With a mind already full of
sensations and untimely fascinations
there was little room for the weighty dirt
it unloaded. No one alerted me. No one
called ahead. It was there to dig through.
It was there with no refund in sight.
Besides all that, summer hid behind the hills
and left the morning full of pre-autumn chills.
I needed to unwind the creases left inside by
a cable so tight it leashed me to tomorrow’s
unpaid bills.
But then I saw, or probably heard, that my neighbor,
my brother far away on the northern plains,
had received the same delivery this morning. The
hard earth filled his lungs nearly cracking his ribs
as the dump truck drove away.
He didn’t have the cash to hire a junkman to haul
the dirt away.
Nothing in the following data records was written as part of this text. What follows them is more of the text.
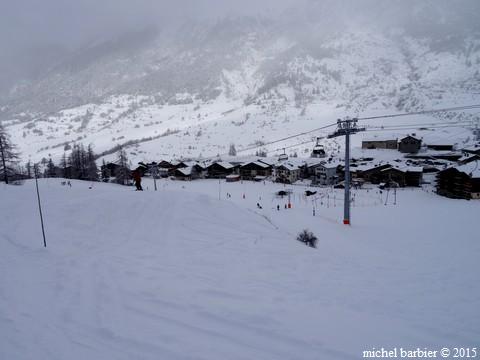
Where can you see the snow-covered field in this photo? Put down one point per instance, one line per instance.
(180, 274)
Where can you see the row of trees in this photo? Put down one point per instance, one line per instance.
(9, 157)
(80, 164)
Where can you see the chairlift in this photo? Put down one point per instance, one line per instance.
(318, 150)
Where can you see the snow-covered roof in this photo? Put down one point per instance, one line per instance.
(376, 138)
(185, 171)
(472, 148)
(258, 163)
(287, 165)
(471, 169)
(224, 164)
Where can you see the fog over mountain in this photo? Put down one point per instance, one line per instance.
(264, 57)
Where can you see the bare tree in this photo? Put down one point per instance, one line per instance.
(122, 174)
(8, 155)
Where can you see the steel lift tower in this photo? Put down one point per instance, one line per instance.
(346, 128)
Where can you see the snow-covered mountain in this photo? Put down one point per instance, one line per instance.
(194, 89)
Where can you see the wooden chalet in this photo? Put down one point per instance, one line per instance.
(391, 144)
(253, 169)
(220, 170)
(410, 144)
(287, 173)
(460, 182)
(387, 173)
(473, 150)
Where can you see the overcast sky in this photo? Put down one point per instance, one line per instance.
(27, 23)
(28, 26)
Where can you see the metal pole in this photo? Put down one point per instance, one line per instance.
(40, 209)
(346, 206)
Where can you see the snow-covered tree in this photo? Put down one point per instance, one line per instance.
(63, 166)
(122, 174)
(51, 169)
(8, 156)
(105, 173)
(92, 169)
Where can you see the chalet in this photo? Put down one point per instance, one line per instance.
(326, 173)
(370, 173)
(233, 178)
(111, 169)
(287, 173)
(407, 176)
(309, 168)
(165, 164)
(474, 150)
(253, 169)
(439, 146)
(380, 144)
(387, 173)
(468, 158)
(220, 170)
(460, 182)
(410, 144)
(183, 173)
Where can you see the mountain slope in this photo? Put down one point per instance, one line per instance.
(262, 76)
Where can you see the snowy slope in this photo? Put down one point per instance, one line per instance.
(194, 90)
(178, 274)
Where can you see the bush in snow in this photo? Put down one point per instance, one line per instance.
(307, 238)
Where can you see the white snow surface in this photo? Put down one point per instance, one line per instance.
(180, 274)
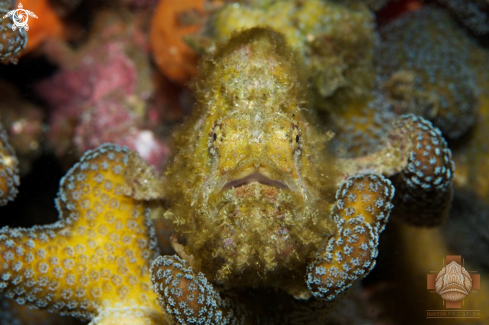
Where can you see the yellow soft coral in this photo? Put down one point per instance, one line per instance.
(93, 262)
(361, 212)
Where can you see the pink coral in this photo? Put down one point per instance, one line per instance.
(100, 94)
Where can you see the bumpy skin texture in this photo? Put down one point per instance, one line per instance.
(429, 74)
(9, 171)
(474, 14)
(250, 194)
(361, 213)
(250, 170)
(425, 185)
(95, 261)
(12, 43)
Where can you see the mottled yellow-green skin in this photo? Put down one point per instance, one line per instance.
(251, 119)
(336, 40)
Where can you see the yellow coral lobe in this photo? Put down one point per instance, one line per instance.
(425, 185)
(9, 178)
(95, 260)
(189, 298)
(250, 186)
(361, 212)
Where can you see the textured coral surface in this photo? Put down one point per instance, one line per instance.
(95, 260)
(371, 100)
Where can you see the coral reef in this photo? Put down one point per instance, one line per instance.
(426, 183)
(253, 164)
(172, 55)
(279, 183)
(12, 42)
(189, 298)
(9, 178)
(429, 74)
(94, 261)
(100, 95)
(48, 27)
(472, 13)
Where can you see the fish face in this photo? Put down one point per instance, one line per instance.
(248, 186)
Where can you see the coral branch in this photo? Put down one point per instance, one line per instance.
(188, 298)
(425, 185)
(12, 42)
(361, 212)
(95, 260)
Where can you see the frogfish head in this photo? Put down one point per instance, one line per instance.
(251, 185)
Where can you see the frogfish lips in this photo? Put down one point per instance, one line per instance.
(255, 177)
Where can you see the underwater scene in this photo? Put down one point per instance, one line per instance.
(244, 162)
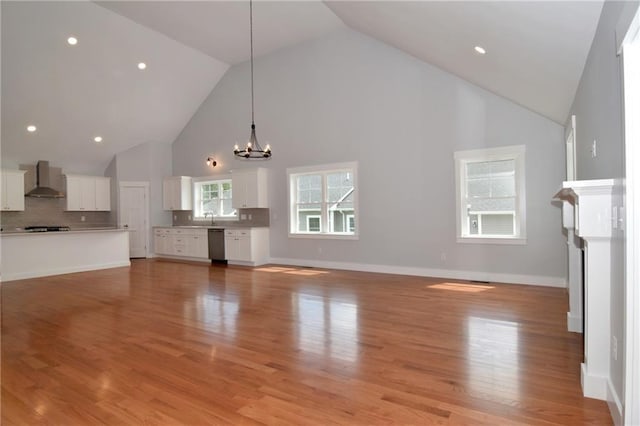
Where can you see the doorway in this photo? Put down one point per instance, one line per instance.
(133, 214)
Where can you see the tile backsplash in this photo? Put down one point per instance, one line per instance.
(258, 217)
(50, 212)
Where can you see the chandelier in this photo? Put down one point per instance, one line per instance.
(253, 150)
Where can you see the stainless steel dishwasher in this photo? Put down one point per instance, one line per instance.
(216, 245)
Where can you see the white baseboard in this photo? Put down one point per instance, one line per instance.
(615, 406)
(593, 386)
(427, 272)
(184, 258)
(574, 323)
(59, 271)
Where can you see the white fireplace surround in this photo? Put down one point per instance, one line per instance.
(593, 210)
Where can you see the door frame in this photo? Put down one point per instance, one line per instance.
(147, 229)
(631, 88)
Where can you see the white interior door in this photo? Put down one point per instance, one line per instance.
(133, 215)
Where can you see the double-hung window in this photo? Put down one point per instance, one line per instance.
(490, 187)
(212, 199)
(323, 201)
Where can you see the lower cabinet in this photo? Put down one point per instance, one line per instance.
(181, 242)
(247, 246)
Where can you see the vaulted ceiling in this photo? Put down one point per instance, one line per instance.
(535, 55)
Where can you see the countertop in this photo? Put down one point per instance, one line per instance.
(230, 226)
(20, 231)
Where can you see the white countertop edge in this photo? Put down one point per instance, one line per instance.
(75, 231)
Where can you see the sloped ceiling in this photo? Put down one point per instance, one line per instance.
(536, 51)
(74, 93)
(535, 55)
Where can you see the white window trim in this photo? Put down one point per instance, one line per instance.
(201, 179)
(324, 168)
(515, 152)
(319, 217)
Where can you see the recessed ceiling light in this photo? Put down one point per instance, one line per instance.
(480, 50)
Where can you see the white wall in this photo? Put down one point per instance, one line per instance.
(347, 97)
(148, 162)
(598, 109)
(598, 103)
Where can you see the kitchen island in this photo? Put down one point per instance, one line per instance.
(40, 254)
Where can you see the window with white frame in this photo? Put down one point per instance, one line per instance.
(323, 200)
(212, 199)
(490, 187)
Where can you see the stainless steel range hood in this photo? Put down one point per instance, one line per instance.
(43, 183)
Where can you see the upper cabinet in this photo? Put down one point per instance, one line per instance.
(12, 188)
(177, 193)
(249, 188)
(88, 193)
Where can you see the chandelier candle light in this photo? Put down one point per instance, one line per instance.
(253, 150)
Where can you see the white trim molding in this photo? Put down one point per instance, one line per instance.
(452, 274)
(631, 67)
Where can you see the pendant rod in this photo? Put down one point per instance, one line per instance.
(251, 44)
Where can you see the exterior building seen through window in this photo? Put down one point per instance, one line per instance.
(323, 200)
(491, 195)
(212, 199)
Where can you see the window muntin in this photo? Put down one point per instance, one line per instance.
(491, 195)
(212, 198)
(323, 200)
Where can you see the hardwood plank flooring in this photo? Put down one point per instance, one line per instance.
(173, 343)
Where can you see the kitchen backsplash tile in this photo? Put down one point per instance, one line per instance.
(50, 211)
(259, 217)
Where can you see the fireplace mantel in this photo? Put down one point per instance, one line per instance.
(592, 209)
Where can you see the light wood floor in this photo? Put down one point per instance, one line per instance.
(169, 343)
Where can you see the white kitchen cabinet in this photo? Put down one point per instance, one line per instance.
(12, 188)
(161, 242)
(247, 246)
(88, 193)
(177, 193)
(180, 242)
(103, 193)
(249, 188)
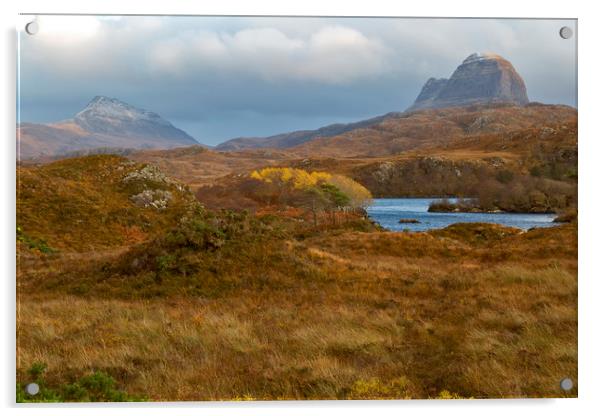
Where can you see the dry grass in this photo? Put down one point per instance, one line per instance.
(355, 315)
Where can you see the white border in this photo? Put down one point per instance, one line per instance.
(590, 139)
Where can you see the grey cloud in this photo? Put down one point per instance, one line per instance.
(224, 77)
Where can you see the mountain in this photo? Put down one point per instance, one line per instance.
(480, 79)
(104, 123)
(295, 138)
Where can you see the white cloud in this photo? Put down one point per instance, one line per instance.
(333, 54)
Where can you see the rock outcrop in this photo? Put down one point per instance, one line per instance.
(480, 79)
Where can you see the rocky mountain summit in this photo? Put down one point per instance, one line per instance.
(104, 115)
(480, 79)
(105, 123)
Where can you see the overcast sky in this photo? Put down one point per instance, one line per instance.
(219, 78)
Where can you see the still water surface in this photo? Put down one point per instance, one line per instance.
(388, 211)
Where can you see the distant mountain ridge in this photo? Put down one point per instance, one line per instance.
(481, 79)
(104, 123)
(295, 138)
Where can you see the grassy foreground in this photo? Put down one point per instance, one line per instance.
(357, 316)
(226, 306)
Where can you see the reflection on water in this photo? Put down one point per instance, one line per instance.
(388, 211)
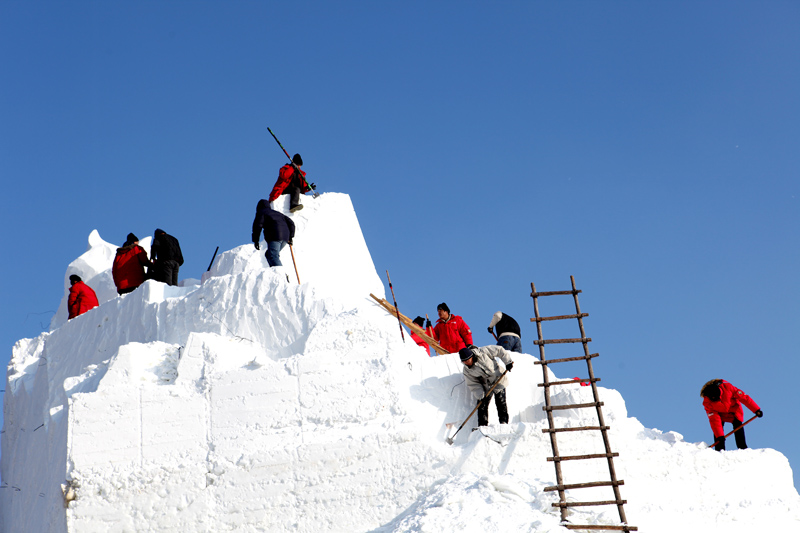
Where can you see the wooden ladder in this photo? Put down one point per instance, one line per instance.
(557, 459)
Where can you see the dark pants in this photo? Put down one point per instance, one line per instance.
(500, 403)
(739, 435)
(166, 272)
(510, 343)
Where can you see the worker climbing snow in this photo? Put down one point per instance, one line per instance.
(481, 371)
(291, 183)
(722, 402)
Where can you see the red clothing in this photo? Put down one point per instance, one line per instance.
(128, 269)
(452, 334)
(728, 407)
(421, 343)
(285, 175)
(81, 299)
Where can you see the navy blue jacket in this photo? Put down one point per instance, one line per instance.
(276, 226)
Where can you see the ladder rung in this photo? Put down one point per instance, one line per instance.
(601, 527)
(570, 382)
(581, 457)
(559, 317)
(565, 359)
(571, 406)
(585, 485)
(589, 504)
(582, 428)
(561, 341)
(554, 293)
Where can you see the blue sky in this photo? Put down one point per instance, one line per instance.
(650, 149)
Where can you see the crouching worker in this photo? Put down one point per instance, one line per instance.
(278, 231)
(481, 371)
(722, 402)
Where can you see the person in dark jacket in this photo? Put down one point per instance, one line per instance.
(289, 182)
(278, 231)
(508, 335)
(165, 252)
(129, 265)
(81, 297)
(722, 402)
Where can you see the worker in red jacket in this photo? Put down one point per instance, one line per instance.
(81, 297)
(451, 331)
(416, 338)
(723, 403)
(129, 264)
(289, 182)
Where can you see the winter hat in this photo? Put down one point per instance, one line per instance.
(465, 353)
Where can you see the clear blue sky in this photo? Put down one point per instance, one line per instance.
(650, 149)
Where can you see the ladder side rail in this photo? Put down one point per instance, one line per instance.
(601, 420)
(546, 379)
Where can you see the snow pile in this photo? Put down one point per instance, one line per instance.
(249, 403)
I didn’t have the expertise to help him.
We both shuddered,
we both wondered,
we both cried,
we both prayed,
we both wandered into tomorrow far too
early in the day.
I do not know what will happen with our respective
piles of dirt.
But I’ve seen neighbor dogs stand on sand piles like
kings of the neighborhood. The blue jays nap on
top as well. Perhaps planting jonquils, perhaps a
playground for squirrels, perhaps we can photograph
our uninvited landscape. Didn’t we come in filthy
for dinner when we were young, our feet caked with
mud from ancestral dirt; didn’t we?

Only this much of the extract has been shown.